Quando si parla di letteratura horror è impossibile non citare Howard Phillips Lovecraft. Lo scrittore di Providence, pur avendo una vita breve, ha scritto tantissimi racconti che mescolano l’orrore, la fantascienza, il fantasy e tanto altro. Le sue opere continuano a essere citate e prese come ispirazione in ogni medium narrativo, anche nel fumetto. Il Bestiario del Crepuscolo è, in qualche modo, un sentito omaggio di Daria Schmitt a Lovecraft, ma non solo.

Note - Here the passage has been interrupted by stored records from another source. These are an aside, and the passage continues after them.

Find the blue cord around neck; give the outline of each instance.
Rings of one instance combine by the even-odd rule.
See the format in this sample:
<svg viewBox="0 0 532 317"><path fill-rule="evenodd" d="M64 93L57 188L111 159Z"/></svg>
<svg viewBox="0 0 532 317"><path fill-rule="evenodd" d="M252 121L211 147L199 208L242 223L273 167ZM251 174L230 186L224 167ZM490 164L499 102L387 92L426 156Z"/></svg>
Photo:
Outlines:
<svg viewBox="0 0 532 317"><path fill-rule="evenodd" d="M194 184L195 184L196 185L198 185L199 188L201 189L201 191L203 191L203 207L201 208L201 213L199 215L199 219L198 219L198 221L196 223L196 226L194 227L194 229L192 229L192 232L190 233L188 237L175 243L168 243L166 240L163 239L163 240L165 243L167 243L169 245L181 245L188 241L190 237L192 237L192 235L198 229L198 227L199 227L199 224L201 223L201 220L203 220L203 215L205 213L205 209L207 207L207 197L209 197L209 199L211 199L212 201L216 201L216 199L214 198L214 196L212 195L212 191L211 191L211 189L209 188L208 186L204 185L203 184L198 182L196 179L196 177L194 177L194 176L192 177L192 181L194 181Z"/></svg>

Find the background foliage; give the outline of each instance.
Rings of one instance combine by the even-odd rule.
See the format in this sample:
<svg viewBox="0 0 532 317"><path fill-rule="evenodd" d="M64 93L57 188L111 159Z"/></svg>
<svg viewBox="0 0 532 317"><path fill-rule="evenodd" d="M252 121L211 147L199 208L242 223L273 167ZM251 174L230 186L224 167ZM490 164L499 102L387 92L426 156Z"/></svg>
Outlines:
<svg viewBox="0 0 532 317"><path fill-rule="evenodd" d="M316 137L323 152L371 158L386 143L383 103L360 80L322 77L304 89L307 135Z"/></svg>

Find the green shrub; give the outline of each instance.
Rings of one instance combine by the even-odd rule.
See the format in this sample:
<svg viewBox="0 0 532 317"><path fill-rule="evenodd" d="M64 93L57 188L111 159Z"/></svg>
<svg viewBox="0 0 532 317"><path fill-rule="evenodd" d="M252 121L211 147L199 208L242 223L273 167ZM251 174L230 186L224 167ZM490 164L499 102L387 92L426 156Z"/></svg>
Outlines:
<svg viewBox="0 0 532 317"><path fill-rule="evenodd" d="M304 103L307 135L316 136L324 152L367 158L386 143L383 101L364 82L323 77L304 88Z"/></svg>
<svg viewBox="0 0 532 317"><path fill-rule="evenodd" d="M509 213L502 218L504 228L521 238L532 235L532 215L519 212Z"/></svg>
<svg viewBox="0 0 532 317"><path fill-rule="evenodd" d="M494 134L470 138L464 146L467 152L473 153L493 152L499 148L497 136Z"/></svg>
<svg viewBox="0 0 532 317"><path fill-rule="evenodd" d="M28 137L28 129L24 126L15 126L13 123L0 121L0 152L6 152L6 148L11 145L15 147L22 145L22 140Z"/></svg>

Il Signor Providence e il Parco

In una città non ben definita c’è un Parco dove bambini e famiglie vanno a divertirsi e a trascorrere il loro tempo libero. Il signor Providence è il guardiano e sembra l’unico a rendersi conto della presenza di oscure creature che si annidano nei meandri del giardino. L’uomo cerca in ogni modo di proteggere i visitatori da questi esseri, ma è spesso oggetto delle critiche e delle lamentele dei colleghi e della direttrice, che lo considera un folle. In realtà, non è l’unica figura particolare di questo luogo. Nel parco ci sono anche tre vecchie signore che continuano a comparire qua e là ma che non sembrano avere un ruolo preciso.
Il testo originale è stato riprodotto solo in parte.